Trinkwasseraufbereitung
Trinkwasser muss für den menschlichen Gebrauch
geeignet und laut Trinkwasserverordnung (TrinkwV) „rein und
genusstauglich“ sein. Die TrinkwV legt entsprechende
mikrobiologische und chemische Anforderungen fest. Um die
Grenzwerte einzuhalten, müssen in der Regel bestimmte Inhaltsstoffe
aus dem Rohwasser entfernt werden. In der Regel übernehmen die
Aufbereitung regionale oder kommunale Unternehmen, oft kurz
Versorger genannt. Es gibt verschiedene Verfahren der Aufbereitung,
die abhängig von der Art der Rohwassergewinnung sind.
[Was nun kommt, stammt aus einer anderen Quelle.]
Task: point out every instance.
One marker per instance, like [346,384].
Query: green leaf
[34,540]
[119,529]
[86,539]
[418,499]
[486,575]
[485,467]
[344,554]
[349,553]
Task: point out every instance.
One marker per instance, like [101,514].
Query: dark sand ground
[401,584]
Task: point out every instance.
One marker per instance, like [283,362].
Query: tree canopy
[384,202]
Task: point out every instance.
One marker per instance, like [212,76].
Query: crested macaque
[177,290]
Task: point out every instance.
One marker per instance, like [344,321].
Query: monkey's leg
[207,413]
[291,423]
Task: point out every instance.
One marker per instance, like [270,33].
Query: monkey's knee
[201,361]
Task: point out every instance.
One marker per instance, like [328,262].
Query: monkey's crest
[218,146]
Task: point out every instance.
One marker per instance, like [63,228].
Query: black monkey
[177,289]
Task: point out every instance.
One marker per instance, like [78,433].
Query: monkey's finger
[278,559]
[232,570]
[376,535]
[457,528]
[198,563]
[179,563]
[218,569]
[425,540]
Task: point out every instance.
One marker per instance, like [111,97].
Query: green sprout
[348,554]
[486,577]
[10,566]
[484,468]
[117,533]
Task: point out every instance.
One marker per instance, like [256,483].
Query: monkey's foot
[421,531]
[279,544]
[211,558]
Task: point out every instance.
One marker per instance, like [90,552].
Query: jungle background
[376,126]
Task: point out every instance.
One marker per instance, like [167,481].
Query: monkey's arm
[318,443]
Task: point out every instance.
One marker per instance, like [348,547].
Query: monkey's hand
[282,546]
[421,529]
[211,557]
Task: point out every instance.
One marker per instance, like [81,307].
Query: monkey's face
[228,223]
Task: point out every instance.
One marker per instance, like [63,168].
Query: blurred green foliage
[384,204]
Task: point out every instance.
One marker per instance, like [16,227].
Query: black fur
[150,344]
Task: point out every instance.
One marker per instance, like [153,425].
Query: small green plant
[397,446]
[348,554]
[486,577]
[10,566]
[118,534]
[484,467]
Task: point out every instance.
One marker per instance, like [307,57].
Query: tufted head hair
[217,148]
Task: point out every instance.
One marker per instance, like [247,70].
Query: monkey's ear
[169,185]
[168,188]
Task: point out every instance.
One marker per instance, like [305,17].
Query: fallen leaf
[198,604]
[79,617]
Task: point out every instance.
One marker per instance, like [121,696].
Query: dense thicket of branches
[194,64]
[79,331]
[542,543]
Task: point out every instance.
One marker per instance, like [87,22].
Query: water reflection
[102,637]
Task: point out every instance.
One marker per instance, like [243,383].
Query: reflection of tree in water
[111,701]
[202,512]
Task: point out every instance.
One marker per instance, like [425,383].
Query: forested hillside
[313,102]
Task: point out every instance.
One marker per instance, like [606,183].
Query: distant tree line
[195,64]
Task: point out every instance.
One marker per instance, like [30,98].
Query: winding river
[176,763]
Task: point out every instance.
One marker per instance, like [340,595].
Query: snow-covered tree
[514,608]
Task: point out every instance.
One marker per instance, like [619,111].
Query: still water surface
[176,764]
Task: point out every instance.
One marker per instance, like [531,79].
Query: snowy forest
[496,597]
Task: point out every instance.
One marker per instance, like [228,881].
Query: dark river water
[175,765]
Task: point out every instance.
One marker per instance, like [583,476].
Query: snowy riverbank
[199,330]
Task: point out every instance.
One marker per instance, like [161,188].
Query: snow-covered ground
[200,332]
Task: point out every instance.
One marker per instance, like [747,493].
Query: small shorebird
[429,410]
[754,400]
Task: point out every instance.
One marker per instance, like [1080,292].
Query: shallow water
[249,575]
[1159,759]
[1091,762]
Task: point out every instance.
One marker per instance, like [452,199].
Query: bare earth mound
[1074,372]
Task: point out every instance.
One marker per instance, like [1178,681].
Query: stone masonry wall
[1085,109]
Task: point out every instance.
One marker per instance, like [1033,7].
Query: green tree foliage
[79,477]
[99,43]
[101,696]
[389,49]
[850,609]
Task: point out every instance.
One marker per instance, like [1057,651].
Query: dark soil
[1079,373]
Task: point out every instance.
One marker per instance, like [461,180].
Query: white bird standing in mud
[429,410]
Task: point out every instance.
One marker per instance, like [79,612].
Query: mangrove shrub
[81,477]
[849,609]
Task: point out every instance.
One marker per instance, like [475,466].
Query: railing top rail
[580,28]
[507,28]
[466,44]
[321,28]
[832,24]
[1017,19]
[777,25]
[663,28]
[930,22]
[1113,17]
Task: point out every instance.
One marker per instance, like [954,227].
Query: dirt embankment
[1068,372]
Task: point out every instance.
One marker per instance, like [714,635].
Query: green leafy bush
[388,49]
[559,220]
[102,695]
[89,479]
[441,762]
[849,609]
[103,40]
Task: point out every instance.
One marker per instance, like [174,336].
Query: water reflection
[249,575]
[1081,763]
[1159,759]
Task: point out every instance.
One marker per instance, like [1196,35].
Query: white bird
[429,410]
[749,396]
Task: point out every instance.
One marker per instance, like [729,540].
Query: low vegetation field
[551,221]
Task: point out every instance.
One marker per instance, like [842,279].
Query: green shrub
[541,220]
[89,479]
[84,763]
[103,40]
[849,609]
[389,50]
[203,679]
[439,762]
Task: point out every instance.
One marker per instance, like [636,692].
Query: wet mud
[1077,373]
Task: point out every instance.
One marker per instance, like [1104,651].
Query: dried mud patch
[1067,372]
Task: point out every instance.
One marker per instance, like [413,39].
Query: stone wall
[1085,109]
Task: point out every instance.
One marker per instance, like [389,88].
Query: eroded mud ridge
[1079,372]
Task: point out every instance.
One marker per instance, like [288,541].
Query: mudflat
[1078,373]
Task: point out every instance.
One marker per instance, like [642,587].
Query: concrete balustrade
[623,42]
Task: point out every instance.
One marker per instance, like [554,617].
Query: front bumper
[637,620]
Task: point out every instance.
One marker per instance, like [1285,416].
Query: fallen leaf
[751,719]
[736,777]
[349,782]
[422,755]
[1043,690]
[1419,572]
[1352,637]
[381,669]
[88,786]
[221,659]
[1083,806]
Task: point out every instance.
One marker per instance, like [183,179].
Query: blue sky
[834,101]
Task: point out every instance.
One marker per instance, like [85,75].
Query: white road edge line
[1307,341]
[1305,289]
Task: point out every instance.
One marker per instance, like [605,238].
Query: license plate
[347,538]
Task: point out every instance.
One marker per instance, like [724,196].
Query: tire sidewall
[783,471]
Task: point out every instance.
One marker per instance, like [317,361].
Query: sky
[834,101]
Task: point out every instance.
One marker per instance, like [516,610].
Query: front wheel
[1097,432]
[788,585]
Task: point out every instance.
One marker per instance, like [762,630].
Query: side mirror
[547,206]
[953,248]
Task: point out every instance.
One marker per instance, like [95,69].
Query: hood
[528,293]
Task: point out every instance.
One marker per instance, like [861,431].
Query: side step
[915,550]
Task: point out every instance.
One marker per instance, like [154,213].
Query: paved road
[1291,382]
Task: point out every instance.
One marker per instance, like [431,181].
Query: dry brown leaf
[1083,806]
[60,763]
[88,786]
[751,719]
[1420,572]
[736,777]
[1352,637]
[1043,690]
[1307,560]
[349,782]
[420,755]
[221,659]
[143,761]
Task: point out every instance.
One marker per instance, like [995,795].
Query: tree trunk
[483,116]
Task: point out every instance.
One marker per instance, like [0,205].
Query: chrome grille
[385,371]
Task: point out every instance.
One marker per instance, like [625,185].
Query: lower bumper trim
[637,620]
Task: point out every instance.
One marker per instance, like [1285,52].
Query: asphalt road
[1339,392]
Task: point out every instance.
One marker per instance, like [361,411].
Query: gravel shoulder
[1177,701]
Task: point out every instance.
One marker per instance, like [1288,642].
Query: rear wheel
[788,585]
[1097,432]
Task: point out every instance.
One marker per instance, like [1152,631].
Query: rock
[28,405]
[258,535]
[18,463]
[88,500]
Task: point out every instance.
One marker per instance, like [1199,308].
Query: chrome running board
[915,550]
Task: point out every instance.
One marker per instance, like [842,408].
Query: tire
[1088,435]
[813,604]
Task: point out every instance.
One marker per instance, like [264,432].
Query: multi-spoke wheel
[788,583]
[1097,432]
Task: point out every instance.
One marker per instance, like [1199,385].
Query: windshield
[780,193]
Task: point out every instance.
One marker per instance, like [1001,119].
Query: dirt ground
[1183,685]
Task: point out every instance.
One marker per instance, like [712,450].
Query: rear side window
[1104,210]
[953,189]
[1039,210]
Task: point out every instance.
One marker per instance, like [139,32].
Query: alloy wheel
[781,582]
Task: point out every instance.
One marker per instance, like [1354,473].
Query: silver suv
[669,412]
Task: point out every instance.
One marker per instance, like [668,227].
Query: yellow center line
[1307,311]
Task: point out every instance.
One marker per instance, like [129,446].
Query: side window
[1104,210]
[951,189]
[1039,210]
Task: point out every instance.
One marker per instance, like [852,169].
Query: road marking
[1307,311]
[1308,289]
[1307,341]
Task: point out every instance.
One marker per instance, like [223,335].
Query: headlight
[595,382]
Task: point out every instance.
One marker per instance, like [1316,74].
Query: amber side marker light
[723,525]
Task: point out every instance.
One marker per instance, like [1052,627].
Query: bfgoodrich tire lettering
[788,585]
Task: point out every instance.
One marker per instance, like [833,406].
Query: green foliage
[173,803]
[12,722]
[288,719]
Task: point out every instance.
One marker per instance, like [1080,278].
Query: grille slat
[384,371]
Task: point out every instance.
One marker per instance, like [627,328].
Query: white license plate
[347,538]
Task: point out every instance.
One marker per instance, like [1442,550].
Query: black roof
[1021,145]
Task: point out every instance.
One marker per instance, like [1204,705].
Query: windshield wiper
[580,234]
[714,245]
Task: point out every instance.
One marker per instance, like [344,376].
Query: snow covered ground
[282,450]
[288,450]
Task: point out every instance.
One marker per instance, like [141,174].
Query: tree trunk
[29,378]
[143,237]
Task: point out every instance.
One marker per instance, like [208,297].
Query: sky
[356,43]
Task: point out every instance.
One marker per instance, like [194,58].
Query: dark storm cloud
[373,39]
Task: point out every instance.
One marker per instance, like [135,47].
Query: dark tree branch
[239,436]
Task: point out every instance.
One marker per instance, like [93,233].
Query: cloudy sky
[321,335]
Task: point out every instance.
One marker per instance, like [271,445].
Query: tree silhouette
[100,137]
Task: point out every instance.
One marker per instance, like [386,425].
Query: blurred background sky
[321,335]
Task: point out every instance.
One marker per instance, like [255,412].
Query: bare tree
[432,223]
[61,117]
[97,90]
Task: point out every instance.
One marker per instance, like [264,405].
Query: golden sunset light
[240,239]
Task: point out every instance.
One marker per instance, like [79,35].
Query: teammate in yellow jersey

Rohwasserquellen und Unterschiede
Generell kann zwischen der Rohwasseraufbereitung aus Oberflächengewässern und aus Grundwasser unterschieden werden. Selbst sauberes Grundwasser muss in der Regel aufbereitet werden, um als Trinkwasser geeignet zu sein. Für die Aufbereitung des Rohwassers können physikalische, chemische oder biologische Verfahren eingesetzt werden. Meist wird eine Kombination dieser drei Methoden angewendet. Es gibt keine Regelungen, die den Einsatz bestimmter Verfahren vorschreiben – entscheidend sind stets die Beschaffenheit des Rohwassers und die angestrebte Trinkwasserqualität.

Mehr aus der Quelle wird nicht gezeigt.